We reach the airport a bit over an hour before scheduled flight time and find the international terminal very uncrowded, as most international flights leave late in the evening. More to the point, the Olopades rule the Lagos airport, getting us quickly through baggage inspection, getting the check-in people to allow us extra bags without cost, convincing an inspector to allow Susie to take on a glass container that they had nixed, getting an airport employee to inform us in a lounge we occupy when the flight is ready and arranging for us to skirt the line at the gate. We have drinks and a snack in a new public lounge, then board the flight, which is about an hour and a half late.

The flight to Accra, the capital of a Ghana is less than an hour. We’re met at the airport by Daniel Kwarteng, the son of Joe (and Ida) Kwarteng, Dicks partner in the pineapple farm we will visit tomorrow. We’re greeted very warmly by Daniel, who we’ve met several times before. Going to Ghana is very much like coming home to us now.

We ride with Susie in a very comfortable car, driven by a young man named Sammy. Daniel drives Dick and the Olopades in a separate vehicle. We’ve decided to drive a couple hours tonight in order to be able to get an early start at the pineapple farm tomorrow and to be closer to Kumasi. En route, we pass a huge brand new shopping mall that opened a couple of months ago. I’m afraid to ask what stores populate it. At the same time, we see hundreds of young people walking the center line on the highway at night trying to hawk their wares, clearly at great risk to their lives.

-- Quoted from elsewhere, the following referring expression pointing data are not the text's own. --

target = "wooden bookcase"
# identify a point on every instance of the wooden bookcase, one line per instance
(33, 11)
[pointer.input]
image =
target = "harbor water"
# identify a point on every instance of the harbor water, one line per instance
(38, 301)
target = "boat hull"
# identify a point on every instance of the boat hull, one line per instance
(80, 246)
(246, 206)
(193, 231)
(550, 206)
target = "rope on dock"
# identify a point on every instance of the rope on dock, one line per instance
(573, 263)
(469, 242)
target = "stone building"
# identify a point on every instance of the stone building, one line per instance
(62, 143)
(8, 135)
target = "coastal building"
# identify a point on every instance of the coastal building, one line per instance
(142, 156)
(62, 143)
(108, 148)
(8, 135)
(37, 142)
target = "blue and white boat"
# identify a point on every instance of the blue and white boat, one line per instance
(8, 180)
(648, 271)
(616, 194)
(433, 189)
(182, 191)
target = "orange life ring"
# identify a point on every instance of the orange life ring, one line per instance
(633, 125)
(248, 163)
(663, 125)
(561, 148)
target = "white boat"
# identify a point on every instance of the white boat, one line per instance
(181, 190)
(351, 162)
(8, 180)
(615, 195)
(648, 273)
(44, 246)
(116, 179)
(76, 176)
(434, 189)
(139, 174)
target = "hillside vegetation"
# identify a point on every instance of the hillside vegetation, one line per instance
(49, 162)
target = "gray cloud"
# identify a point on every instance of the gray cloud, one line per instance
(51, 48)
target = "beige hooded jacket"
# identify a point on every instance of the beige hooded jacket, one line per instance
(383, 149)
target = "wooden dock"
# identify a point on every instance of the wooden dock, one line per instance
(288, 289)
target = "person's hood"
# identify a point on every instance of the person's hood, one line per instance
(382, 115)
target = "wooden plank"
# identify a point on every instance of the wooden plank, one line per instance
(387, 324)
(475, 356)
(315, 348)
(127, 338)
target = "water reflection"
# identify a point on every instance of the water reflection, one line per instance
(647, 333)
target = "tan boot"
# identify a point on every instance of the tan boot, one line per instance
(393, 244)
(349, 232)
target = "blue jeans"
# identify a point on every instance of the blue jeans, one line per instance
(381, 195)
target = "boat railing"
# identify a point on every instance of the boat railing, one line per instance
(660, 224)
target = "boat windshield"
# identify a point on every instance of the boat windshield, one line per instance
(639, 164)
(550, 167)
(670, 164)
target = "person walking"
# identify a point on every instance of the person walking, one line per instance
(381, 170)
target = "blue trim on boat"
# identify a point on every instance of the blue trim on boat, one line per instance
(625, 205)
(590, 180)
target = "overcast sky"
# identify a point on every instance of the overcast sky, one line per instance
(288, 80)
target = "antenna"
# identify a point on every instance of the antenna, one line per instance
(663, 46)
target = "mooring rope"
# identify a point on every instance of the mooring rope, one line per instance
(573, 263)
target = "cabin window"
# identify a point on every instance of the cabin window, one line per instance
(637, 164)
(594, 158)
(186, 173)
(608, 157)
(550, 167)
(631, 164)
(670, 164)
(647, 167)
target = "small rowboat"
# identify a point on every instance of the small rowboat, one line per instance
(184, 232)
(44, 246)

Our two-hour drive takes three hours. The hotel appears perfectly fine, except that the wifi they have doesn’t work, so I won’t be able to post this blog or check emails. I was intending to have just a beer for dinner, but the buffet dinner which includes rice, vegetables in a nice sauce and prawns is good enough to go back for more. Joe Kwarteng is there with 8 or 10 of the people who work on the pineapple farm. The latter give an update on what’s going on there, but because of poor acoustics, generally bad hearing and Ghanaian accents, which differ from the Nigerian accents we’ve acclimated some to, I only get about half of it. Up to bed by 11.